Por exemplo, um corpo não cai porque é pesado, mas o peso de um corpo depende do
campo gravitacional onde se encontra. Surpreende-se com a regularidade, a
constância, a frequência, a repetição e a diferença das coisas e procura mostrar que o
maravilhoso, o extraordinário ou o “milagroso” é um caso particular do que é regular,
normal, frequente. Um eclipse, um terremoto, um furacão, embora excecionais,
obedecem às leis da física. Procura, assim, apresentar explicações racionais, claras,
simples e verdadeiras para os fatos, opondo-se ao espetacular, ao mágico e ao
fantástico. Distingue-se da magia. A magia admite uma participação ou simpatia
secreta entre coisas diferentes, que agem umas sobre as outras por meio de
qualidades ocultas e considera o psiquismo humano uma força capaz de ligar-se a
psiquismos superiores (planetários, astrais, angélicos, demoníacos) para provocar
efeitos inesperados nas coisas e nas pessoas.

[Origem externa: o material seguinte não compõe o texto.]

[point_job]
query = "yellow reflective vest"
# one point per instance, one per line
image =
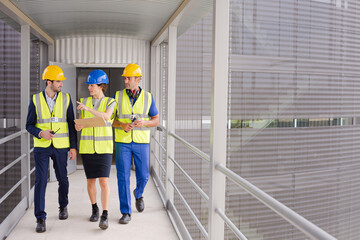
(96, 139)
(56, 120)
(125, 113)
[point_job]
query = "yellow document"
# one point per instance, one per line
(91, 122)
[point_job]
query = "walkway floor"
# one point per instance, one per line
(153, 223)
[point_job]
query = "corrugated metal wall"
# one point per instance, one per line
(104, 50)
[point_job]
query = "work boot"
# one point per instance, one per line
(95, 213)
(40, 226)
(125, 219)
(139, 203)
(104, 222)
(63, 214)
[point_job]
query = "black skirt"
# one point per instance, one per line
(97, 165)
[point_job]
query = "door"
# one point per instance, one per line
(68, 87)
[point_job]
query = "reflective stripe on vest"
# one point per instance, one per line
(125, 111)
(55, 120)
(96, 139)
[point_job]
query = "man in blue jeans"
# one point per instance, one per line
(136, 112)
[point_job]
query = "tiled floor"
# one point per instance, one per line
(153, 223)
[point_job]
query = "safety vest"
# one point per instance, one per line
(56, 120)
(125, 113)
(96, 139)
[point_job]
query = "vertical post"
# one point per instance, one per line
(171, 91)
(153, 91)
(25, 96)
(219, 106)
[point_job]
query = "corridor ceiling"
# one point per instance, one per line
(138, 19)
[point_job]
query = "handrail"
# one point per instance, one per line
(197, 188)
(11, 164)
(194, 149)
(12, 136)
(304, 225)
(13, 189)
(192, 214)
(157, 159)
(230, 224)
(191, 147)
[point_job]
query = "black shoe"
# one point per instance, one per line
(125, 219)
(63, 214)
(95, 214)
(103, 222)
(139, 203)
(41, 225)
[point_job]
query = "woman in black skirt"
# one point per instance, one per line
(96, 143)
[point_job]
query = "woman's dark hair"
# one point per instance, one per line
(103, 87)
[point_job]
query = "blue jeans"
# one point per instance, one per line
(124, 152)
(59, 157)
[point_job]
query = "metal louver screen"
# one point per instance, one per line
(10, 79)
(293, 114)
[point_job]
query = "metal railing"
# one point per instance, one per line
(296, 220)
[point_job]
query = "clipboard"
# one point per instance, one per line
(91, 122)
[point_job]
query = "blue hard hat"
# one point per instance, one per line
(97, 77)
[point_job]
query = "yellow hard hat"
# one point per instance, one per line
(132, 70)
(53, 73)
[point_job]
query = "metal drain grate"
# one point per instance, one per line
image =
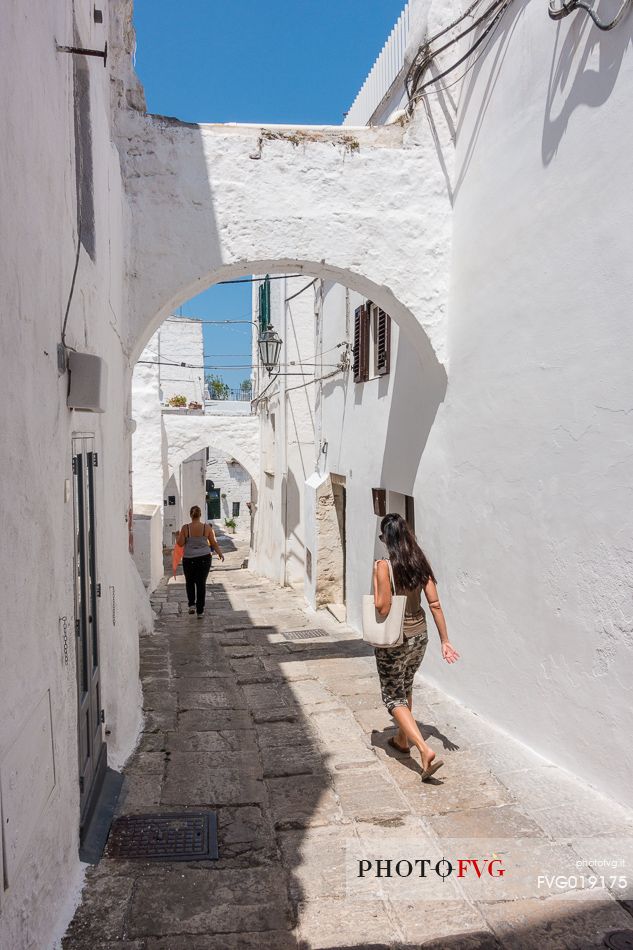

A atitude científica, ao contrário, opera um desencantamento ou desenfeitiçamento
do mundo, mostrando que nele não agem forças secretas, mas causas e relações
racionais que podem ser conhecidas e que tais conhecimentos podem ser transmitidos
a todos; afirma que, pelo conhecimento, o homem pode libertar-se do medo e das
superstições, deixando de projetá-los no mundo e nos outros; procura renovar-se e
modificar-se continuamente, evitando a transformação das teorias em doutrinas, e
destas em preconceitos sociais. O facto científico resulta de um trabalho paciente e
lento de investigação e de pesquisa racional, aberto a mudanças, não sendo nem um
mistério incompreensível nem uma doutrina geral sobre o mundo. Os factos ou
objetos científicos não são dados empíricos espontâneos de nossa experiência
cotidiana, mas são construídos pelo trabalho da investigação científica. Esta é um
conjunto de atividades intelectuais, experimentais e técnicas, realizadas com base em
métodos que permitem e garantem: separar os elementos subjetivos e objetivos de
um fenómeno. Construir o fenómeno como um objeto do conhecimento, controlável,
verificável, interpretável e capaz de ser retificado e corrigido por novas elaborações;
demonstrar e provar os resultados obtidos durante a investigação, graças ao rigor das
relações definidas entre os factos estudados; a demonstração deve ser feita não só
para verificar a validade dos resultados obtidos, mas também para prever
racionalmente novos factos como efeitos dos já estudados; relacionar com outros
factos um facto isolado, integrando-o numa explicação racional unificada, pois
somente essa integração transforma o fenómeno em objeto científico, isto é, em facto
explicado por uma teoria; formular uma teoria geral sobre o conjunto dos fenómenos
observados e dos factos investigados, isto é, formular um conjunto sistemático de
conceitos que expliquem e interpretem as causas e os efeitos, as relações de
dependência, identidade e diferença entre todos os objetos que constituem o campo
investigado; delimitar ou definir os factos a investigar, separando-os de outros
semelhantes ou diferentes; estabelecer os procedimentos metodológicos para
observação, experimentação e verificação dos factos; construir instrumentos técnicos
e condições de laboratório específicas para a pesquisa; elaborar um conjunto
sistemático de conceitos que formem a teoria geral dos fenómenos estudados, que
controlem e guiem o andamento da pesquisa, além de ampliá-la com novas
investigações, e permitam a previsão de factos novos a partir dos já conhecidos: esses
são os pré-requisitos para a constituição de uma ciência e as exigências da própria
ciência.
A ciência distingue-se do senso comum porque este é uma opinião baseada em
hábitos, preconceitos, tradições cristalizadas, enquanto a primeira baseia-se em
pesquisas, investigações metódicas e sistemáticas e na exigência de que as teorias
sejam internamente coerentes e digam a verdade sobre a realidade. A ciência é
conhecimento que resulta de um trabalho racional.